After two hours we pulled onto the A303. It continued to snow steadily, fine flakes like sand, but there was much less traffic, and I could see Adrian's shoulders relax.

“Hand me one of those fake fags, will you?” he asked. I got one from his backpack and he sucked at it greedily, then sighed. “Not really the same, is it? But then nothing is.”

He glanced into the back seat at Krishna, still out like a light, and asked me quietly, “What did you talk about? You and Poppy?”

“Not much.” I tried to gauge if he was suspicious or just wanted to assuage his grief. The latter, I thought. I could see how Poppy would cast a spell on you for life, especially if you were just a kid at the time. “Like I said, she told me she had cancer. I don't know why.”

“She's always more inclined to talk to strangers than whoever she should have been sucking up to, Nick Kent or Paul Rambali. She hates music critics.”

“Everyone hates music critics.”

Adrian fell silent. His face was haggard, his louche good looks replaced by exhaustion and heartache. His hands clutched the wheel as though it were a life preserver.

After a minute, I said, “It can fuck you up, if you meet the most important person in your life when you're sixteen, seventeen. You imprint on them, and you never escape from it. That's what happened to me.”

“Quinn?”

I nodded. Adrian winced. “Can't picture Quinn as a kid. All those tattoos and scars.”

“Those were years away.” I stared out the window at the blowing snow. “He was beautiful. Just the most beautiful thing I'd ever seen.”

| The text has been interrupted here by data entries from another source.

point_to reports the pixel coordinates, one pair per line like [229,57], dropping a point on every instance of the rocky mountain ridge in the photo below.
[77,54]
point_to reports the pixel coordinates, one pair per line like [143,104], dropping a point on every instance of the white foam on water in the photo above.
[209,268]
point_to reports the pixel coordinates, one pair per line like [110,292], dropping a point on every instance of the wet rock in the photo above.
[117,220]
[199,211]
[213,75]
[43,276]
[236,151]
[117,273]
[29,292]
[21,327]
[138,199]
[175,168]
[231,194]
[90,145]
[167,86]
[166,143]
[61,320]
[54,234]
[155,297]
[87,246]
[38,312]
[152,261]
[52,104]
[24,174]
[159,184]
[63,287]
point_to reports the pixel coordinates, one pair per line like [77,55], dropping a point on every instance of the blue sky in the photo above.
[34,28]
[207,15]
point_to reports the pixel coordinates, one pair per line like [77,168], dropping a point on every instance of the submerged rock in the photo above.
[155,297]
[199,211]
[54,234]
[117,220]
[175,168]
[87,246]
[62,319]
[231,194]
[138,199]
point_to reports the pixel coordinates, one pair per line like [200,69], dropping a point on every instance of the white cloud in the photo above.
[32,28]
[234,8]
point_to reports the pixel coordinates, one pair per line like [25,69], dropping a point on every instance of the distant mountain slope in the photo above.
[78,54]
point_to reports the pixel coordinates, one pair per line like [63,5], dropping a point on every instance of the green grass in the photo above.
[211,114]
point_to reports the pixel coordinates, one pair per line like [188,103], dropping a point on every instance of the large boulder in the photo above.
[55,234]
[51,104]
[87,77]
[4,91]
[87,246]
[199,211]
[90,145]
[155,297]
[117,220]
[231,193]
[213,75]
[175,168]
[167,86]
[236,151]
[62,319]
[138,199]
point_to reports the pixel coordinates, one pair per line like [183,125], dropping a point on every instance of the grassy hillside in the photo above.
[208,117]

“Her, too,” Adrian said softly, and began to weep.

 

29

Sometime in the middle of the night we stopped at a service area. The parking lot was crowded, with the usual cadre of smokers huddled by the entrance. Adrian filled the tank while I went inside to get us some coffee and food, along with a couple of bottles of cheap red wine and a can of Foster's. When I returned, Krishna was still snoring softly.

“Christ.” I shook my head and handed Adrian a bacon sandwich wrapped in cellophane. “I want whatever she had.”

“I was thinking of waking her.”

“That's a terrible idea.”

Adrian mused on this, then nodded. “I suspect you're right.”

He cranked the Rover's heater, pulled away from the gas pump, and found a parking spot near the motorway ramp. “Do you think you could drive in a bit? I need to rest, or I'll drive into a truck myself.”

“Yeah, sure. Want to switch now?”

Adrian took a bite of his sandwich, grimacing. “I'll get us past the next few miles, where it's narrow. We can switch after that. It's a fairly easy stretch after that for a short while. Just remember to wake me before Exeter.”